El pasado viernes 3 de abril se disputó en Zapala la final femenina de la Copa Provincial, donde Deportivo Confluencia de Neuquén capital se coronó campeón al vencer 4 de Agosto de Chos Malal por 3-1. Una de las figuras del equipo triunfador fue la arquera Eugenia López, de 42 años, quien vivió una jornada de alegría al obtener su primer título.
Sin embargo, la celebración se vio empañada días después. López trabajaba como ayudante de cocina en un local gastronómico de Neuquén capital. Al no presentarse el viernes feriado para viajar a la final, su empleador decidió despedirla. La jugadora explicó que intentó gestionar un permiso: «Le comenté a mi jefe que tenía una final pero en todo momento me dijo que no». Incluso, con la ayuda del presidente del club, buscó una reemplazante para su turno de 4 horas, pero la propuesta no fue aceptada.

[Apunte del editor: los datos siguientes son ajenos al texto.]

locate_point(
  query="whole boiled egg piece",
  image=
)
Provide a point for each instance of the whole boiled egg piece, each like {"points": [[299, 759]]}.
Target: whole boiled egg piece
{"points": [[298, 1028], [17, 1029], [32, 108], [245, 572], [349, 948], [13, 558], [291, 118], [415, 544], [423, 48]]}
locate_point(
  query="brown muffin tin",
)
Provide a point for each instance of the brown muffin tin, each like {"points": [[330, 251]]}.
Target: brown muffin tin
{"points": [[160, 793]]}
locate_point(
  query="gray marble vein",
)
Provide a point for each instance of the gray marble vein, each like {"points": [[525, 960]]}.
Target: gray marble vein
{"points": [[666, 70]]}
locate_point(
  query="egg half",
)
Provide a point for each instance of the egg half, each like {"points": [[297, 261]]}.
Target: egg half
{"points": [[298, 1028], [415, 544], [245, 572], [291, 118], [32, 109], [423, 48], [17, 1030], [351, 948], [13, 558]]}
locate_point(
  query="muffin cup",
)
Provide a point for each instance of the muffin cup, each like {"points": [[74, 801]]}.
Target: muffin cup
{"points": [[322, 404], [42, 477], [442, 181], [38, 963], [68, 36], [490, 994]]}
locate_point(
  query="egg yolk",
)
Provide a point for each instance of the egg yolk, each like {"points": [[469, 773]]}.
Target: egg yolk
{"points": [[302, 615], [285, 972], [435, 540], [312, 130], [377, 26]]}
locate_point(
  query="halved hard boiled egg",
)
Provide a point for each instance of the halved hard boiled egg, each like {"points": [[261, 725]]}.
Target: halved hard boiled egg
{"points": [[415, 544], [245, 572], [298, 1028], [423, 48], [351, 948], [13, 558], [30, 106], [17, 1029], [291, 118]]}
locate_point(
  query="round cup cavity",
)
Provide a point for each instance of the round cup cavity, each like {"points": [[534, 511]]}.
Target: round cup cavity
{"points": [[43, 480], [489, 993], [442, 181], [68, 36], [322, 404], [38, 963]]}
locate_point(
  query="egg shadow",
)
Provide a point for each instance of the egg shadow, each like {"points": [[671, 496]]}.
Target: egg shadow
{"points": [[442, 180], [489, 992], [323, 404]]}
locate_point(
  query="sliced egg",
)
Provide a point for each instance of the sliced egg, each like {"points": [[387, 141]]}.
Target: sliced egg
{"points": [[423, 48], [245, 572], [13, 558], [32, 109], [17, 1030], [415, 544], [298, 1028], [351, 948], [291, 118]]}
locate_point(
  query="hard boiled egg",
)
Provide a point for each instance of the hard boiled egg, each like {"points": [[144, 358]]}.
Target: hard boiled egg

«Esperamos hasta último momento y tuvimos que tomar una decisión», afirmó López. Finalmente, optó por jugar el partido. La arquera destacó el apoyo recibido de sus compañeras de equipo, quienes se comprometieron a ayudarla a conseguir un nuevo empleo. Sobre su experiencia en Confluencia, comentó: «Es muy lindo estar en un club que pisa fuerte en la región».
Eugenia López aseguró no arrepentirse de su elección: «Me quedo con lo que pasó el fin de semana. Lo hice porque quería estar con mi equipo y tener este título, que es muy importante para mí». Gracias a esta consagración, Confluencia obtuvo un lugar en el próximo Torneo Regional Amateur Femenino del Consejo Federal.